# Books on Covenant Theology



## johnny_redeemed (Jul 28, 2004)

Do you guys/gals know of any books that support covenant theology that are not huge (i.e. 800 pages)??

thank you for your help. you all are a huge blessing in my life and a huge help in my walk with Christ.


----------



## fredtgreco (Jul 28, 2004)

O. Palmer Robertson's [u:e4cdd87e1c]Christ of the Covenants[/u:e4cdd87e1c]

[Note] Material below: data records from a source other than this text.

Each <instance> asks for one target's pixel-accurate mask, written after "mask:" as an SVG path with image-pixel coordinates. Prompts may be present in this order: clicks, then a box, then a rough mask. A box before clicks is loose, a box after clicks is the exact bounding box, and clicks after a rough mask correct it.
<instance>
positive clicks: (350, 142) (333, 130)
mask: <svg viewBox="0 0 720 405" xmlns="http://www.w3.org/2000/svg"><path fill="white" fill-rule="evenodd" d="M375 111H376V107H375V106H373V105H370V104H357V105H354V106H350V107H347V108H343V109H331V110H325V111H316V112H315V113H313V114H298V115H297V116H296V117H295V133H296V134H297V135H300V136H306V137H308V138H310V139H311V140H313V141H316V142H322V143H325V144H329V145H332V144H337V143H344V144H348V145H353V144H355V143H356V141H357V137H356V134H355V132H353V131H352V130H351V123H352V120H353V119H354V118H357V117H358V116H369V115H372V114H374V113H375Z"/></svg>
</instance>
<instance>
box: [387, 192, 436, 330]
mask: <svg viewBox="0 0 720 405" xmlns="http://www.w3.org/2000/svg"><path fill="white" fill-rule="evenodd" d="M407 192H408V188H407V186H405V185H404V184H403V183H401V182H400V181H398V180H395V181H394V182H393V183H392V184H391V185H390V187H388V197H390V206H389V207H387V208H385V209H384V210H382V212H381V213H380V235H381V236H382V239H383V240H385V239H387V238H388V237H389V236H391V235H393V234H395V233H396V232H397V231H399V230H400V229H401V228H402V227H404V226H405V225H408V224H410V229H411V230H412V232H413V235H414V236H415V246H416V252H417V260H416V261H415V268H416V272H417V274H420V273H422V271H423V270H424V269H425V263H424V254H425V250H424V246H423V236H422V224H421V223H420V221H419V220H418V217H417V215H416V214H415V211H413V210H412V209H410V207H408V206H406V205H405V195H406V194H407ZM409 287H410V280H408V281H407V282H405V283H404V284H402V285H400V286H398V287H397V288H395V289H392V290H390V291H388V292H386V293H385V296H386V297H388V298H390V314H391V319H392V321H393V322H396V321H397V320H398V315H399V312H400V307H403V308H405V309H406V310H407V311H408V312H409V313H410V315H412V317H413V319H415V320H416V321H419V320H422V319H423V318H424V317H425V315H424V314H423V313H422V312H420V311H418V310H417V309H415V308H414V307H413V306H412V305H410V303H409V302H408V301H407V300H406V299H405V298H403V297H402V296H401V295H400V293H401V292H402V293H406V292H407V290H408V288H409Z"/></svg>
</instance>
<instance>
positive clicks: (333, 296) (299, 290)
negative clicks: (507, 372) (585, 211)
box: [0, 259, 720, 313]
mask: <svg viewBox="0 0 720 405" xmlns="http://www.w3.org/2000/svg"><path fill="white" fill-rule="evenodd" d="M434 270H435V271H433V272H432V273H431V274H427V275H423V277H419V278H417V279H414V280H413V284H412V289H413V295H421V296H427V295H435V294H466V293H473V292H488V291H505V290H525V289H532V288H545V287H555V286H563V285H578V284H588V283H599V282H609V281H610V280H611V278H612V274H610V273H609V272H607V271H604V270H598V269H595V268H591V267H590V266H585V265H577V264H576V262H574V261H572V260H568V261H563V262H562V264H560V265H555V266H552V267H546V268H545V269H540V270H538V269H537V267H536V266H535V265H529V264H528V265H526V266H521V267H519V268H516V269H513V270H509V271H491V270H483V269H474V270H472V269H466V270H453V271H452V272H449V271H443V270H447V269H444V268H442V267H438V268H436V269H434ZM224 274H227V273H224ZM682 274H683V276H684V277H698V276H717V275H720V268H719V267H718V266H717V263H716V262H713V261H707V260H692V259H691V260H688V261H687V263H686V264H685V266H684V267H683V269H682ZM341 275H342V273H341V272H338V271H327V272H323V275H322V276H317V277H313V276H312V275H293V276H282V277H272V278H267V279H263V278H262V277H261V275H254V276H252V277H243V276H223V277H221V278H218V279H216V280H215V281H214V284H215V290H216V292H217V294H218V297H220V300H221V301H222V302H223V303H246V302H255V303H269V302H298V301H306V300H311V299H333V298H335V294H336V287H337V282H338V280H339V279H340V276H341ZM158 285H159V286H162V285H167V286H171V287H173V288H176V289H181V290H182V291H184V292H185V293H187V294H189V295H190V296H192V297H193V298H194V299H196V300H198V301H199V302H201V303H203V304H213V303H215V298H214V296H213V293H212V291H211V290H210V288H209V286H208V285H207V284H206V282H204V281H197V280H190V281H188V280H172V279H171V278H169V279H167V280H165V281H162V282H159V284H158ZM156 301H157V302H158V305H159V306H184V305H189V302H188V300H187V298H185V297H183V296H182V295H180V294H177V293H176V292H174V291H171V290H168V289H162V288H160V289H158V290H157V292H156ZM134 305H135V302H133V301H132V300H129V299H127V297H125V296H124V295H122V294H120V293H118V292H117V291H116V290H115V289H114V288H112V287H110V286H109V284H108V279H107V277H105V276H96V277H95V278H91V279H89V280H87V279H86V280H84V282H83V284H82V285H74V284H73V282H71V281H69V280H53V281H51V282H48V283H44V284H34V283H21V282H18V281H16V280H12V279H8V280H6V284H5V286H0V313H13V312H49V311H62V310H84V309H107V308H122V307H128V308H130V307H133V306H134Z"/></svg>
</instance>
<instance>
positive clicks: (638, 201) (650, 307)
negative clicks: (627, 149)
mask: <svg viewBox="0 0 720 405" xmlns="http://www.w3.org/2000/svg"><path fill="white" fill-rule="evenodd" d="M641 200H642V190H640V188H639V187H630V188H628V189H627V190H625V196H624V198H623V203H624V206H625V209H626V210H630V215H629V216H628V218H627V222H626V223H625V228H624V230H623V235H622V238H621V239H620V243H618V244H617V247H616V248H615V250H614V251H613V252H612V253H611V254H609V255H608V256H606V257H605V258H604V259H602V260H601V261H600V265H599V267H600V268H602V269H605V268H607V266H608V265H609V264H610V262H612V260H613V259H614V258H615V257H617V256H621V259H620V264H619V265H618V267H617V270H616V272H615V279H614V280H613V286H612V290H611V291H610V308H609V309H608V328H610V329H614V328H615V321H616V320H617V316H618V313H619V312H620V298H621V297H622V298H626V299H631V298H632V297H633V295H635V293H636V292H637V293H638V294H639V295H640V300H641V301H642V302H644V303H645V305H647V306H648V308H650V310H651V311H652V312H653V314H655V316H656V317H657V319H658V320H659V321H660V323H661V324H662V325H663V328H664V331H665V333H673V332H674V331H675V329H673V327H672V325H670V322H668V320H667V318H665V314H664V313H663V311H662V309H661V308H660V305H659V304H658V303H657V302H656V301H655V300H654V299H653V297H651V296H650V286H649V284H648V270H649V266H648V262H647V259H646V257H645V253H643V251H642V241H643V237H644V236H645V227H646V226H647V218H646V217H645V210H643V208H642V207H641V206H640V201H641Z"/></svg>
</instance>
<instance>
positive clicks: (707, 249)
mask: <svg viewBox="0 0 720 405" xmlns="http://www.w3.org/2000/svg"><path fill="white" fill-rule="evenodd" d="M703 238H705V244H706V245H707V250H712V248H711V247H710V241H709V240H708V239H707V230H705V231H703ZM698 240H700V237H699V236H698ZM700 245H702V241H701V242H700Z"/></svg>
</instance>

Fisher's [u:e4cdd87e1c]Marrow of Modern Divinity[/u:e4cdd87e1c]


----------



## C. Matthew McMahon (Jul 28, 2004)

Even Shorter: 

A Simplistic Overview of Covenant Theology

Also check out the outline that Joel Beeke did on Witsius' work. It is a concise book running about 80-90 pages. "An Analysis of Witsius' Economy of the Covenants Between God and Man". Very helpful.

Also check this page for lots of articles:

Covenant Theology and Infant Baptism


----------



## johnny_redeemed (Aug 2, 2004)

thank you guys for your help. 

what do you guys this of "Wrongly Dividing the Word of Truth A Critique of Dispensationalism"?


----------



## Ranger (Aug 3, 2004)

It's a good book, but it is more a shredding of dispensationalism than an explanation of CT. I like "Christ of the Covenants."


----------



## johnny_redeemed (Aug 4, 2004)

does it really "shredd" dispensationalism?


----------



## ReformedWretch (Aug 4, 2004)

http://www.mountzion.org/text/marrow/marrow.html

The MArrow book is online


----------



## fredtgreco (Aug 4, 2004)

Somewhat. A much better book, in my opinion, is Crenshaw and Gunn's "Dispensationalism, Yesterday, Today and Tomorrow"

Poythress' "Understanding Dispensationalists is good too.


----------